Me dice también que la reescritura es la mejor
parte de su oficio, pues “allí cobra sentido todo”. Y estoy de acuerdo. Yo
también disfruto intensamente de ese momento en que, tendidas las cartas y sus
arcanos sobre la mesa, todavía y más que nunca es posible torcer el destino de
los personajes o subrayar (o atenuar) sus decisiones, sus palabras, la manera
en que prefiguran su presencia respecto a sus rivales en ese crucigrama de
circunstancias que uno ha creado.
Reescritura y no sólo corrección, subrayo, pues
en este viaje de regreso lo que importa es la mirada, que cambiando unos grados
su ángulo consigue ver y revelarle al lector aristas y hendiduras en las
acciones y espacios de los personajes que llevan el cuento a un nivel simbólico
mejor logrado, más inquietante, mejor conectado con las aguas del
subconsciente.
Es precisamente sobre esta apuesta de Ruiz
Plaza, la reescritura, que quiero anotar un par de factores interesantes y puntualmente
valiosos como parte de un modelo de aprendizaje. Y cuando digo “aprendizaje” no
me refiero únicamente a los escritores o escritoras que recién se avientan en
esa caída libre que es la escritura creativa, sino a los que estamos en permanente
búsqueda, en perpetuo ensayo, con algunas certezas conquistadas pero aún
muchísimas regiones de franca y desafiante oscuridad por penetrar.

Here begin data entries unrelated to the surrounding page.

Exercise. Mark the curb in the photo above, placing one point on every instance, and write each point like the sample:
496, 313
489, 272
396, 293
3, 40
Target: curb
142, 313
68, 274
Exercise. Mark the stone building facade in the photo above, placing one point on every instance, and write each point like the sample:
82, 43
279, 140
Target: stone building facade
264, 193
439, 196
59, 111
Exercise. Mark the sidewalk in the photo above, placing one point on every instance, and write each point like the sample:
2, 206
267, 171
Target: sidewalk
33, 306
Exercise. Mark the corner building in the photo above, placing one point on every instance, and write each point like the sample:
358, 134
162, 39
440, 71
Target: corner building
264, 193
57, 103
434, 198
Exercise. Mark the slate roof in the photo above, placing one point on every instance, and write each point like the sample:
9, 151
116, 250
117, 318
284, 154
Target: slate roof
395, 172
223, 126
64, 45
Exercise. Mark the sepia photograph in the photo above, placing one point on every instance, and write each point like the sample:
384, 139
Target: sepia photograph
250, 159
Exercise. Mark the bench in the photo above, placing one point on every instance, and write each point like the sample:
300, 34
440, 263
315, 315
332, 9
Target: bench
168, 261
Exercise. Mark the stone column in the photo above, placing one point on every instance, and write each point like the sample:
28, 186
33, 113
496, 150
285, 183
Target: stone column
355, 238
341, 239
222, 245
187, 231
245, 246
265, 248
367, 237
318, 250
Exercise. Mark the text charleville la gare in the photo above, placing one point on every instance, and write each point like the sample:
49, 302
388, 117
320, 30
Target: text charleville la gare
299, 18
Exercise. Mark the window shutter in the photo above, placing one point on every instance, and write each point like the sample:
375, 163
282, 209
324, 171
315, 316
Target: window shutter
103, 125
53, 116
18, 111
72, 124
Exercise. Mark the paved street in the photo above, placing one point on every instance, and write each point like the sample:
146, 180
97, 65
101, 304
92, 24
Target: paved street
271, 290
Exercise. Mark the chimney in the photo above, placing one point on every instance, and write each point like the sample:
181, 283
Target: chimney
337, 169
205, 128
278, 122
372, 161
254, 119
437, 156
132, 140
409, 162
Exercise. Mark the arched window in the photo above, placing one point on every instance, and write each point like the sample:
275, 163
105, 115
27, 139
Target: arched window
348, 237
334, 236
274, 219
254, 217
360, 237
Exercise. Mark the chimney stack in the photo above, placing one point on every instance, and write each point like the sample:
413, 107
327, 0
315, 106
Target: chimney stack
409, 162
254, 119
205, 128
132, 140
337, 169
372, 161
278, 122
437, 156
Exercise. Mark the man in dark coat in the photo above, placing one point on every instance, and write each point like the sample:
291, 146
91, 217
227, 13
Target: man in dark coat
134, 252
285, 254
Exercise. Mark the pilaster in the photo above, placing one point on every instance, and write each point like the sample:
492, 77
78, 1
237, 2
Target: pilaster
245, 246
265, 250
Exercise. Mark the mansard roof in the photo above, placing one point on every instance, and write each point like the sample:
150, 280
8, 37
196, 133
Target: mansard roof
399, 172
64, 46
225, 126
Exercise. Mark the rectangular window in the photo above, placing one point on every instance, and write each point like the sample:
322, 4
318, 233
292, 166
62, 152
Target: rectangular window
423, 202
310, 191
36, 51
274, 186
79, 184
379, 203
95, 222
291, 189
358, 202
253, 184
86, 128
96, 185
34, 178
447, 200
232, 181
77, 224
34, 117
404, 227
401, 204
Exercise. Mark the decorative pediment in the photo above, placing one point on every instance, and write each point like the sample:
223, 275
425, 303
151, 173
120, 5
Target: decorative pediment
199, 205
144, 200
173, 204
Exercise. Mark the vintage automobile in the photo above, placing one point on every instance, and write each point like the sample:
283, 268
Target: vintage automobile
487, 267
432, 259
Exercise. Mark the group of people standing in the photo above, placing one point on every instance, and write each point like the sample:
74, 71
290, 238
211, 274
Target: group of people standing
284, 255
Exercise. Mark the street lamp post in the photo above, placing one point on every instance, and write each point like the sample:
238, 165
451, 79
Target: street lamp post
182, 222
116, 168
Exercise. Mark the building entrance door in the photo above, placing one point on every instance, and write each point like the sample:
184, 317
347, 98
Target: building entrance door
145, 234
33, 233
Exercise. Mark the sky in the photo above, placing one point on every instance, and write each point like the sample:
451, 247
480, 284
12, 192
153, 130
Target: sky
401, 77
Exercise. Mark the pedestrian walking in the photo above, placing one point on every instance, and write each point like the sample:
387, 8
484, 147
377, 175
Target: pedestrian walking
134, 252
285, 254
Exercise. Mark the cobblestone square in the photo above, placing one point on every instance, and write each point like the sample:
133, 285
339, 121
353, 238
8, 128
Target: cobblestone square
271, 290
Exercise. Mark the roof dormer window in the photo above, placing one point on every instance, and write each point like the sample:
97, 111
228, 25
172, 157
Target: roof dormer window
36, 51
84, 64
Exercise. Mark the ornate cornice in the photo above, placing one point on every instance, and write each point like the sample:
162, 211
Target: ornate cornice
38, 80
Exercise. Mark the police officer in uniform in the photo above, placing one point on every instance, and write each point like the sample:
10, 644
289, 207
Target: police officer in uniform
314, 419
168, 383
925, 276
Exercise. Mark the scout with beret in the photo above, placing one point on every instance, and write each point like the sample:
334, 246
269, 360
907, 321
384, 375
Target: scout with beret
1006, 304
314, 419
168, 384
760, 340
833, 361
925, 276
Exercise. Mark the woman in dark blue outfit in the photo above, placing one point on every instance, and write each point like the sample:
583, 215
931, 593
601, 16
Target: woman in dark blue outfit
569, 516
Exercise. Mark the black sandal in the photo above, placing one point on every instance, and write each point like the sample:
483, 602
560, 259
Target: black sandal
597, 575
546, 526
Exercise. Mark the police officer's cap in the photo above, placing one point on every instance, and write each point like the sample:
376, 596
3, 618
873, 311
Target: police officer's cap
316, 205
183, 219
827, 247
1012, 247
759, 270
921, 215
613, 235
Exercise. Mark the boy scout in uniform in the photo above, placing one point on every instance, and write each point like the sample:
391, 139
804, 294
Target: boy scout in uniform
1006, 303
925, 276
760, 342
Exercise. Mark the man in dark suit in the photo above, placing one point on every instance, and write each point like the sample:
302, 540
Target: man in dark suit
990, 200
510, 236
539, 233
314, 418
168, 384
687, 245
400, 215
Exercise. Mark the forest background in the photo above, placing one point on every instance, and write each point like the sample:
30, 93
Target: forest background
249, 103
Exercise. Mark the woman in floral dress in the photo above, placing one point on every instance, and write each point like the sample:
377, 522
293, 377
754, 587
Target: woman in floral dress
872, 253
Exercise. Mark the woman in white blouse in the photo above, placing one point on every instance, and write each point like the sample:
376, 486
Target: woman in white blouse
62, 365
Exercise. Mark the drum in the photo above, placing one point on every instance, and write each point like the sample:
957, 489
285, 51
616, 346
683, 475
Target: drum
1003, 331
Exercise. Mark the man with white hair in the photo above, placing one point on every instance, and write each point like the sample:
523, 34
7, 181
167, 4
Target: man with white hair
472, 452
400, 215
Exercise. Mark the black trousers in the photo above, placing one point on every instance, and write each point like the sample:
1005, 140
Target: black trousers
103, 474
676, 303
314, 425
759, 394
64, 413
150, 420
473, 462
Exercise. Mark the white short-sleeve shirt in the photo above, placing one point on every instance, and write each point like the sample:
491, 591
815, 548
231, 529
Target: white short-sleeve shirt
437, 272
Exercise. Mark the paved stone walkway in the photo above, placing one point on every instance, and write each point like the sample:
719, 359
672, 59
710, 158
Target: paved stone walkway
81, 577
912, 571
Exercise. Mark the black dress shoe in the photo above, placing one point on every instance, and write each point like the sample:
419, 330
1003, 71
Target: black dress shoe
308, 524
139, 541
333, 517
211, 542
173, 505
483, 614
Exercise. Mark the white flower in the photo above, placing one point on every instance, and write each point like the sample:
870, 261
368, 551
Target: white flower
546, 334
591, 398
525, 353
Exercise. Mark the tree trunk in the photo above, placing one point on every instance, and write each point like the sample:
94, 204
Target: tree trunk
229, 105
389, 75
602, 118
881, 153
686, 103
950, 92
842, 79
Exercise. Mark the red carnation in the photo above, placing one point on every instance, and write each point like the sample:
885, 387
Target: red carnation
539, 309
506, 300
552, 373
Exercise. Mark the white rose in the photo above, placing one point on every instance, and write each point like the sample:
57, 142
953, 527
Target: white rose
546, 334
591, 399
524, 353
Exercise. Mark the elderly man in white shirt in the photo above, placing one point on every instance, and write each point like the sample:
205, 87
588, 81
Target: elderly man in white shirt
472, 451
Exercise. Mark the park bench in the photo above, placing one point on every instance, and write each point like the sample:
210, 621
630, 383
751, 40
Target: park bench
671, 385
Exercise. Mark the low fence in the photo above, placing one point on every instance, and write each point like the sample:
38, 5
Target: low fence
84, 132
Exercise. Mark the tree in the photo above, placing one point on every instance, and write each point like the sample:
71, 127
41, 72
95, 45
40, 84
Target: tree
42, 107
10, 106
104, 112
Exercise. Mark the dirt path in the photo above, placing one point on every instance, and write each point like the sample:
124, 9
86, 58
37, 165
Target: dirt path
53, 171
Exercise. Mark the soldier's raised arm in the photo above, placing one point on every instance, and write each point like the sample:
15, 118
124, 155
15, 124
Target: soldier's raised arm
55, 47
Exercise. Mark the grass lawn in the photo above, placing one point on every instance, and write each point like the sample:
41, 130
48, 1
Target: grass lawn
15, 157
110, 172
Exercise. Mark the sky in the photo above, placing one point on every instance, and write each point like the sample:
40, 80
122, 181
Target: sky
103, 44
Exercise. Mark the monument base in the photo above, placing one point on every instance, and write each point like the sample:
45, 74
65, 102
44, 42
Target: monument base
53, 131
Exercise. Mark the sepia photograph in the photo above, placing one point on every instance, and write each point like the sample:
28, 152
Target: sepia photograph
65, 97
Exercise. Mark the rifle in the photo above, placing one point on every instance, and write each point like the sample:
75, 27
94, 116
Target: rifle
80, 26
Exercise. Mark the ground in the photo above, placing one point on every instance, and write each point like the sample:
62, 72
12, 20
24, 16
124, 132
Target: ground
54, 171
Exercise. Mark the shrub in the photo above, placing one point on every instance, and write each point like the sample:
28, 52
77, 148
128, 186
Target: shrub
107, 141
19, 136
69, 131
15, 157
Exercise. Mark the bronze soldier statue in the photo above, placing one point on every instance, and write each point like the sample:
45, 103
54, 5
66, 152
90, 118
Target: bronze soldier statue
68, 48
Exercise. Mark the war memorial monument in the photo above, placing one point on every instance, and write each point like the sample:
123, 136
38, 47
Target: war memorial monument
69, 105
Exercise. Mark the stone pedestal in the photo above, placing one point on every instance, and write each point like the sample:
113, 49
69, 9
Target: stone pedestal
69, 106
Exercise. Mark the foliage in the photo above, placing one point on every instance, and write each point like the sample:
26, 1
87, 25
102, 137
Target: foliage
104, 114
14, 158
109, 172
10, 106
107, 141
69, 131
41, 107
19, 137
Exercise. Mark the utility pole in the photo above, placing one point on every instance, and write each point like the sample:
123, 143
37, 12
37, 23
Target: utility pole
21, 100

Primero: Guillermo Ruiz Plaza ha reescrito todos
los cuentos que forman parte del volumen La
última pieza del puzzle, publicado en 2013 por la nueva y prometedora
editorial 3600. Es un libro elegante debido tanto a la prosa cuidada como a un
nivel de densidad que no todo conjunto de cuentos alcanza. Como bien dicen sus
editores, se trata de relatos “orgánicos y unitarios”. En la mayoría de los cuentos el mundo
interior de los personajes es el núcleo que dinamiza todo el relato, aun cuando
la realidad parece, en un principio, actuar por cuenta propia: un niño es el
más sensible testigo del inexorable deterioro del matrimonio de sus padres; una
adolescente es sometida a tortuosas prácticas de piano; un inmigrante boliviano
llega a conocer el lado siniestro de los apartamentos franceses; un huérfano
revisa, desde las orillas de ese otro que lo habita, la noche en que murieron
sus padres. Textos, en fin, que
hacen del espacio doméstico el nido más fértil para alimentar los pájaros de la
extrañeza.
Este logro visible del volumen es consecuencia,
creo yo, de fuerzas más profundas que se asientan en el deseo mismo de responder
a la realidad con una contraparte ficticia, pero no por eso menos real, sino
más inquisitiva y desnuda. Comparando ambos momentos creativos, uno de los cuales ya es
público gracias a 3600, y el de la reescritura, cuyo proceso Guillermo ha tenido
la generosidad de compartir conmigo, es posible justamente percibir el trabajo
simultáneo de, por un lado, roer el hueso hasta llegar a lo que Harry Belevan
llama el “episteme fantástico” y, por otro, de galvanizar a los personajes, ya sea a través de una electricidad nueva
en los diálogos o a partir de una sutilmente distinta disposición de los
párrafos y de los adjetivos que funcionan como discretas tuercas capaces de
hacer del texto una textualidad, es decir, una dimensión alternativa o
paralela, un desdoblamiento que se produce gradualmente y que deja al lector
equilibrándose en un limen pantanoso.
Belevan dice que el “episteme fantástico” sólo
puede ser descubierto desde una sensibilidad filosófica, aquella que tanto los
personajes como el lector se verán empujados a despertar y desplegar en la
medida en que el relato ponga en entredicho la realidad y ellos se sientan conminados
a comprender de qué trata semejante desajuste. Esta sensación, por llamar de
algún modo a la inquietud que paulatinamente provocan los cuentos de Ruiz
Plaza, es la que experimenté, por ejemplo, al redescubrir “Sombras de verano”.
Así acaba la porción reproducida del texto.